South Carolina Parents Can’t Pay Public Money for Private Schools Anymore
South Carolina law allowing parents to spend taxpayer money on private schools is unconstitutional, highest court of the state verdict on Wednesday.
The 3-2 ruling prohibits paying tuition or fees with the “Educational Scholarship Trust Fund,” but allows parents to use the money for indirect personal expenses such as tutoring, textbooks and other educational materials.
Nearly 3,000 students were awarded $1,500 each under the program. The court will not require the money to be paid back if it is spent on private school tuition or fees. The case went to trial in the Supreme Court in March, before the money was distributed.
South Carolina’s law is part of a nationwide movement. Program research groups report that at least 16 states have some form of certification.
The South Carolina case focused on a section of the state constitution that states “no money may be paid from the public funds and no credit of the State or any political subdivision of the State may be used for the direct benefit of any religious or other private educational institution.”
Lawyer thinks This program is illegal said providing public money to private schools is a direct benefit even if the program allows students to pay tuition or transportation costs to attend a public school outside their district.
“Parents who choose to use scholarships to pay for their children’s private school tuition are certainly using public money to directly benefit the private school,” Justice Gary Hill wrote in his first major opinion since joining the court a year ago.
Hill’s sharply written ruling reflected the history of why South Carolina voters had to amend their constitution in 1972 to affirm the right to a free public school education for all children after state lawmakers had spent two decades trying to keep black children from attending school with white children through a series of moves and proposals, including abolishing public schools altogether.
“Our General Assembly knew how to draft an amendment to present to the people to allow public funding for private schools, but they did not do it,” Hill wrote of lawmakers more than 50 years ago.
The supporters have now been ousted. law said putting the money into a trust fund was key. The money would be passed to parents, who would decide where to spend it, rather than the state paying private schools directly.
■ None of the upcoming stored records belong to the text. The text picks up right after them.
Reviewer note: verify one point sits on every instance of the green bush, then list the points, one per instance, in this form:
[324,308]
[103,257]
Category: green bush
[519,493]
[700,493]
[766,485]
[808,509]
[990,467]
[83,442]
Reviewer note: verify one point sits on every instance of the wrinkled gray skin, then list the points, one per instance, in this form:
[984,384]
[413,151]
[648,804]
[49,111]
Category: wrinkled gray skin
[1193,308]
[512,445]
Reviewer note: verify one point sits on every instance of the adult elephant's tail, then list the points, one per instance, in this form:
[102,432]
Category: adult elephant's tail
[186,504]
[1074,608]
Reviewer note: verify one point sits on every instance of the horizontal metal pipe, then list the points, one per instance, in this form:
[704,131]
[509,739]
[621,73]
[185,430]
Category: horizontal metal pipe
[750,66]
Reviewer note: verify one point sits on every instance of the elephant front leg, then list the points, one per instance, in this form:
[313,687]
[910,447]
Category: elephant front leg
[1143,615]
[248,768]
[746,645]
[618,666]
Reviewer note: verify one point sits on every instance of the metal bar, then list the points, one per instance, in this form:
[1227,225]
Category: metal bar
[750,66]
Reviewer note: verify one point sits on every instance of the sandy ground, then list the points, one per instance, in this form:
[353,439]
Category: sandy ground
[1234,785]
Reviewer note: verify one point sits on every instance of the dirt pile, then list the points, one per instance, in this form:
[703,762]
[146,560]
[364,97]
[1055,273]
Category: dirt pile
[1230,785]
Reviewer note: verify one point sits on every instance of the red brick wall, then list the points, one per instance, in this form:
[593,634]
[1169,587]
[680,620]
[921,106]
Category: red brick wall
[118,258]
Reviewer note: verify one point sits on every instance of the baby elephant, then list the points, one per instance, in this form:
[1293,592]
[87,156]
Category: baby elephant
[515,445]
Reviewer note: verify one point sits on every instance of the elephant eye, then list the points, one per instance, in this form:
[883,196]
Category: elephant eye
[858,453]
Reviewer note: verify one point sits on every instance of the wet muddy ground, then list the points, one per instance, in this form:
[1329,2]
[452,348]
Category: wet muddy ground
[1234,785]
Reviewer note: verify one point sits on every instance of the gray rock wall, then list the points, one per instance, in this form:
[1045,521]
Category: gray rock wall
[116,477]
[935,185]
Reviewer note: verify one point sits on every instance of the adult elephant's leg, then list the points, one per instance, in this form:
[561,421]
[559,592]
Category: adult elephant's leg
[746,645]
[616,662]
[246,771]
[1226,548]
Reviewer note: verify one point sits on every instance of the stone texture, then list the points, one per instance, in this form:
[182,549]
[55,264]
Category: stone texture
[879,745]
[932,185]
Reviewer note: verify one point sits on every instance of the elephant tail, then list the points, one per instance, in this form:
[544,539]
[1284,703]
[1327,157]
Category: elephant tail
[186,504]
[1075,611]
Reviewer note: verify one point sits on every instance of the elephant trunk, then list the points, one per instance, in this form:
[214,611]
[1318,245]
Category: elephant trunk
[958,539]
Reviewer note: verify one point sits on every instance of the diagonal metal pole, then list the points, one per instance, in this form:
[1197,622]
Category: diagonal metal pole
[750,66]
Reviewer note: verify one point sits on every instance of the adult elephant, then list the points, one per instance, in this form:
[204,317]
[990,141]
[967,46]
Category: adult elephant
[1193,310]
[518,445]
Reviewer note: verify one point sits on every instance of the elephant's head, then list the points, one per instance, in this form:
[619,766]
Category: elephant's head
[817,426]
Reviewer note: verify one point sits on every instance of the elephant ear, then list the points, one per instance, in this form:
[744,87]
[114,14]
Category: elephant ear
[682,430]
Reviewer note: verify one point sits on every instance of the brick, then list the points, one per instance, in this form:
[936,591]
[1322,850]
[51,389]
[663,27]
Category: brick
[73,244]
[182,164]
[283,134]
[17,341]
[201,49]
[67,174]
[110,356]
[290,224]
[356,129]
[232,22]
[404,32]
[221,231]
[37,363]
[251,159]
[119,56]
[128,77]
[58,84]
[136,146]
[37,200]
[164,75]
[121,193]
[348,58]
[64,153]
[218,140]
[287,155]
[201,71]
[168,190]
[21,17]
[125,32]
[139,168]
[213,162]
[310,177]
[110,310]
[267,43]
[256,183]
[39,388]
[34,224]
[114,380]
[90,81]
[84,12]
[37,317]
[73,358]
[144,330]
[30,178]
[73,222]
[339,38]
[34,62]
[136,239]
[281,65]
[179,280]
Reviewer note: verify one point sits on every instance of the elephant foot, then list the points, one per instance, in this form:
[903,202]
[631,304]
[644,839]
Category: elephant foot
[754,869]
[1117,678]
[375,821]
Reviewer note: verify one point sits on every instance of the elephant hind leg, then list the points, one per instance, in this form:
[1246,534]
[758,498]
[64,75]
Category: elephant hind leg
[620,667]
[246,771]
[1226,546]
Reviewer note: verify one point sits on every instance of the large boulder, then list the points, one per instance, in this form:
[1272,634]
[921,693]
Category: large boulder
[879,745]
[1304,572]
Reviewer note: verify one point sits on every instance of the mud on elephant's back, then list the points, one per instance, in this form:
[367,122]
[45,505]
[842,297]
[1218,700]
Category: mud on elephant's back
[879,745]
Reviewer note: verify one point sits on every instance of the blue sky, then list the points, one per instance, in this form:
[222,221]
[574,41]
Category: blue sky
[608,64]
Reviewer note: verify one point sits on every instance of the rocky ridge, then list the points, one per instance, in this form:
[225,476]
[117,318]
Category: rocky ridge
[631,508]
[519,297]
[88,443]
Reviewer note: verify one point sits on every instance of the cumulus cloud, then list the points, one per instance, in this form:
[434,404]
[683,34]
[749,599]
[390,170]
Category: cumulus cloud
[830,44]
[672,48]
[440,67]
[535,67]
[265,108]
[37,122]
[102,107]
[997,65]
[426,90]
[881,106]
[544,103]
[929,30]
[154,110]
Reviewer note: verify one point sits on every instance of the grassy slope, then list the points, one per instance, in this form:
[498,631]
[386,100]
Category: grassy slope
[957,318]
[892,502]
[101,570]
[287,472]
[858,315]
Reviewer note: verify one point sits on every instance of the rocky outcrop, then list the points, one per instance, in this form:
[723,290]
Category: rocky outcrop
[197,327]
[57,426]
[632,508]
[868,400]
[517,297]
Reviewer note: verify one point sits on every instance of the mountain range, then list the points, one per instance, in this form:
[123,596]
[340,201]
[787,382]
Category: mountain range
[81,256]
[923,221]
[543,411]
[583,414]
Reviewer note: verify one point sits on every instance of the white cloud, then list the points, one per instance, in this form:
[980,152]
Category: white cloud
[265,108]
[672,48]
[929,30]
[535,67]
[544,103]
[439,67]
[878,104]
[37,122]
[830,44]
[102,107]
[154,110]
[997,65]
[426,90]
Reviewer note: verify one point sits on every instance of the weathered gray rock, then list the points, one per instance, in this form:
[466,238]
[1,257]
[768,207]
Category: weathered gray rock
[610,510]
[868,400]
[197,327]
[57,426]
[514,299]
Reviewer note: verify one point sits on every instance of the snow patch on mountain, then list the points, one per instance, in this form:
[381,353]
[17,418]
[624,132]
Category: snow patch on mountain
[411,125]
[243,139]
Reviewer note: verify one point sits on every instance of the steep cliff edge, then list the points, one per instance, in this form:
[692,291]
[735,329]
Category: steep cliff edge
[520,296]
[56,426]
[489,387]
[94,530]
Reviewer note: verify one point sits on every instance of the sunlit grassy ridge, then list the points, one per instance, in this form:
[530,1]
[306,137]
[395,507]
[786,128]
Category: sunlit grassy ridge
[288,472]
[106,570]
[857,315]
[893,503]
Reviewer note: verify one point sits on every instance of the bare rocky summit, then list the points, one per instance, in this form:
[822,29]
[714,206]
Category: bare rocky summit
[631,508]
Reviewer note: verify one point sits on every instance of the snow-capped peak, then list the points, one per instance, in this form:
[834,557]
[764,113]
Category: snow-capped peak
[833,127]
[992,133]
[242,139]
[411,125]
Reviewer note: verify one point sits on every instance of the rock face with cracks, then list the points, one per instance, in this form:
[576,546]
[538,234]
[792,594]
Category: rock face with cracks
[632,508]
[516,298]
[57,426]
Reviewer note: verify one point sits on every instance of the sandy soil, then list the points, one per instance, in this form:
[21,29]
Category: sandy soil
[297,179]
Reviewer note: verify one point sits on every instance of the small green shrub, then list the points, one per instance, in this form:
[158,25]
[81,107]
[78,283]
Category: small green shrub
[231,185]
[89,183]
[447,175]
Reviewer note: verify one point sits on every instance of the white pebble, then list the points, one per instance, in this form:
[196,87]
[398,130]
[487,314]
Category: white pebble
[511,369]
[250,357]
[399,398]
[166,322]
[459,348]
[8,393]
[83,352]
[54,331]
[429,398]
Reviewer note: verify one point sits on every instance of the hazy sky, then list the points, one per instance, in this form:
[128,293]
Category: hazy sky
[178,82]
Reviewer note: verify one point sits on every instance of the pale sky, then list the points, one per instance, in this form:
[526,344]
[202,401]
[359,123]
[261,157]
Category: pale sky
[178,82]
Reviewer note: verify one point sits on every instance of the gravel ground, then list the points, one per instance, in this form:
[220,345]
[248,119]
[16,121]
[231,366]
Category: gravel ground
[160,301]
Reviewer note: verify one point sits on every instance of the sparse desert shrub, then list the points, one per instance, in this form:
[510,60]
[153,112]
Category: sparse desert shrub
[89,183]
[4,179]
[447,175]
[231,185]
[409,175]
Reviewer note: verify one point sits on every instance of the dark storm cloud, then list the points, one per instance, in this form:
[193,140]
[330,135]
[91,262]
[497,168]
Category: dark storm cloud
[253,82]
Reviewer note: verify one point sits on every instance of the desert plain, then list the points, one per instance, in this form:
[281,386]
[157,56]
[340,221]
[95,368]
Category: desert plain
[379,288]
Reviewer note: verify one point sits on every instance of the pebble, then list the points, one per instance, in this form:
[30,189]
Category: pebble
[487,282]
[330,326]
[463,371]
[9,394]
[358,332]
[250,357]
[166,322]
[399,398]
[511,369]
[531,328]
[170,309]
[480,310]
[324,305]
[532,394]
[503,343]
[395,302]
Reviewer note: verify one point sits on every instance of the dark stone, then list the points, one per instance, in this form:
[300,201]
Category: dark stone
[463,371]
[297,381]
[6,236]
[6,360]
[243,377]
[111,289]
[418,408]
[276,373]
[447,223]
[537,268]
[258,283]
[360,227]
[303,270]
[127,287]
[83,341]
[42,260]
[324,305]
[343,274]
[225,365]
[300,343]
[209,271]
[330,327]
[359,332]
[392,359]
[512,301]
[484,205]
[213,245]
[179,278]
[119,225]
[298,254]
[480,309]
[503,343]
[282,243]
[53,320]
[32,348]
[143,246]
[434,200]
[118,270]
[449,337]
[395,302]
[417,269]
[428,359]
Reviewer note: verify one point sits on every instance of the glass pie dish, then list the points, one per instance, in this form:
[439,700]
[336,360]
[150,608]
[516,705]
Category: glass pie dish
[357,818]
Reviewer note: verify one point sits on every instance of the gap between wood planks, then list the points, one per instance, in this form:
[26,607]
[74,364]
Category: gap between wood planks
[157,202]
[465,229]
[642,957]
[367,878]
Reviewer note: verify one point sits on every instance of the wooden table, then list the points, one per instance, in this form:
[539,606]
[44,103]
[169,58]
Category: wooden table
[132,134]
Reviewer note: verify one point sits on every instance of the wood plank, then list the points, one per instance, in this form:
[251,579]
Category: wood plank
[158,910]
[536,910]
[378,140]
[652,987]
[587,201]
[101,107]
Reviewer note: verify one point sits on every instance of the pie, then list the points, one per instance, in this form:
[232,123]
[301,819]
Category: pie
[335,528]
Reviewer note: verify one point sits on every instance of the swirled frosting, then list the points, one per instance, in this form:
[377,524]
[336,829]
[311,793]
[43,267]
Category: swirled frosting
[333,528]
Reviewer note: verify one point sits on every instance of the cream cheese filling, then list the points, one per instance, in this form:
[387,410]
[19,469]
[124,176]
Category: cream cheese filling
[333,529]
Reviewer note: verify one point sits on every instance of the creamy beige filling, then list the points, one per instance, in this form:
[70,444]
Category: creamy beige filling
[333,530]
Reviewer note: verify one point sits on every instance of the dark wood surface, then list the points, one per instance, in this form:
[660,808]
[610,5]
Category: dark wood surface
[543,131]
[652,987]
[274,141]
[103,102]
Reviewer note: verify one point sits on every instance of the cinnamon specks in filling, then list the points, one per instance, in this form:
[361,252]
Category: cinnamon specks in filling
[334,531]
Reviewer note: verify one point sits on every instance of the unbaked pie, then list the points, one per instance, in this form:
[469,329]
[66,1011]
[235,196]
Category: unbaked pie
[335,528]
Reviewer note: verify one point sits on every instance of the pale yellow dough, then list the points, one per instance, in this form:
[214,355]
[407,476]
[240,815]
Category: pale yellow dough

In his dissent, Chief Justice John Kittredge said the ruling ignored the South Carolina Legislature’s broad authority to create policy.
“The literary style of the majority opinion may be appealing, but its underlying reasoning is contrary to the rule of law,” Kittredge wrote.
The chief justice also proposed other programs in which private money would be channeled to public education institutions, such as college scholarships paid for with money from the state lottery or the First Steps preschool program.
Hill responded in his decision that those programs were structured differently from trust-run vouchers.
Supporters of the law could appeal. They could also try to put a constitutional amendment before voters in 2025 or later to remove the constitutional provision, but concerns that winning a majority might be difficult have prevented them from trying that in the first place.
“Families shed tears of joy when scholarship funds for their children were awarded, and today’s Supreme Court ruling leaves those families in tears of grief,” Republican State Education Superintendent Ellen Weaver said in a statement promising to find a way to restart the program.
Republican Governor Henry McMaster said the state would ask the Supreme Court to reconsider its ruling because it “could have devastating consequences for thousands of low-income families.”
Senate Republican Majority Leader Shane Massey said the decision was in contrast to what lawmakers saw in previous court opinions.
“The court changed the rules and poor children lost,” Massey said in a statement.
The new law allows vouchers of up to $6,000 to be awarded to up to 5,000 students a year, eventually expanding to about 15,000 students, or about 2 percent of the state’s school-age population. Only families with incomes below about $120,000 can receive assistance.
Allowing parents to spend public money on private schools has been a two-decade effort, working through three governors, four House speakers and five education directors in a state where Republicans are consolidating and expanding their power.